In a hearing, apparently two nurses were not around when an elderly patient died from choking on a bit of sausage after they were not able to resuscitate him.
Maureen Harper and Patrick Wilson-Canning let the 80-year-old patient, who had Alzheimer’s, to eat the wrong meal without supervision, and this was reported to the Nursing and Midwifery Council.
It was said that after he was found just slumped where he was seated, the two nurses did not follow the orders given by an ambulance controller to give the patient resuscitation.
The police investigated this event, which was at the Southdowns Nursing Home in St. Leonards-on-Sea in East Sussex, however, no charges were pressed on the 2 nurses.
According to David Clark, for the NMC, the meal that was given to patient A consisted of mashed potatoes, sausages, gravy and peas. The meal was given to the patient all cut up in tiny pieces by a healthcare assistant, however, he ate his meal without any supervision, he continued.
Unfortunately, a bit of the sausage was stuck in the patient’s windpipe, which caused his death, and he was proclaimed dead by the paramedics who were there to tend to him.
The NMC heard that Harper and Wilson-Canning declined to attempt to resuscitate the elder for the reason that he was old and that he had dementia.
According to Wilson-Canning, the elderly patient “just” fell down and was believed to be breathing still in records from the 999 call which was read aloud at the hearing.
However, when Harper was requested to attempt to save him some minutes later, she stated that it was too late already because the patient had already died.
When Russell Bliss, the emergency services call operator, stated the instructions once again, she stated that there were two of them trained nurses there.
So when Bliss asked if there was anybody doing CPR, she answered that there wasn’t, and that the patient is a demented person so resuscitation isn’t needed.
The phone was given back to Wilson-Canning, that’s the time when the operator wanted to know why they wouldn’t try to revive the patient, to which he replied that there was no specific reason, it was just his age, dementia, and his bones, and he was brittle.
Later, Bliss documented the call as an improper incident for the reason that the two nurses were unable to go on and attempt to save the patient, he said on the hearing.
His notes reflected that as soon as the instructions were provided, the staff then became unhelpful and declined resuscitation, despite trained nurses being on the area.
For the duration of the call, the pair said that they had assessed the patient’s throat and airways, and found both to be clear, yet, paramedics who attended the incident discovered two bits of sausage stuck in the patient’s windpipe, he stated.
Apparently, the paramedics struggled to get access to the home in order to save the pensioner, who was found later to have choked on a bit of a sausage that got stuck in his windpipe, this was told to the hearing.
At the time, Wilson-Canning and Harper were the two registered nurses who were on duty at the place, which provides care for 30 elderly patients who have mental health problems, not excluding the involved patient.
The day before the incident, a doctor had visited the patient regarding his problem with swallowing, however, the two nurses supposedly were unable to update his care plan to include this.
Mr.
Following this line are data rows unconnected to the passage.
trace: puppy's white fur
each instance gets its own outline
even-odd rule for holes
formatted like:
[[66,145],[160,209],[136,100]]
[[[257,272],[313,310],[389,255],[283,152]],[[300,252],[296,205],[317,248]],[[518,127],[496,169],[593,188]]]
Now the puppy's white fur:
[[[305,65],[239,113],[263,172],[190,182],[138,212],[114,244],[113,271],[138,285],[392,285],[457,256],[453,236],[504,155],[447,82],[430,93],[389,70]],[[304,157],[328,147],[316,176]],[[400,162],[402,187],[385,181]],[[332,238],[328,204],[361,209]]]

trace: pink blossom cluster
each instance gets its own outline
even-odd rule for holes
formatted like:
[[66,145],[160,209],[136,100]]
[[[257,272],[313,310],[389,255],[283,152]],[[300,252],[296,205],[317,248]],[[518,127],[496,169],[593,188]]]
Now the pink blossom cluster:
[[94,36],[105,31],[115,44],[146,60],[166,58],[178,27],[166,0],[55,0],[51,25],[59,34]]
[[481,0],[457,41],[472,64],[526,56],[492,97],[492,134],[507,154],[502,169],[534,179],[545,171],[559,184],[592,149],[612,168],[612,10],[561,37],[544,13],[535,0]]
Clark said there wasn’t a success to thoroughly assess his mouth and airways, nor was there any attempt to revive the patient after he fell down.
Both Wilson-Canning and Harper face a chain of charges which includes not updating the patient’s care plan when it was obvious that he had problems with swallowing, a sore throat, and that he had declined breakfast.
Both are also accused of not being able to provide the needed basic life support to the patient.
Harper is charged with giving the patient an inappropriate meal given the fact that he was with sore throat and had trouble swallowing, and not making sure that he was supervised while having his meal based on his care plan.
Should their fitness to practice be learned to be impaired due to misconduct, they could be struck off.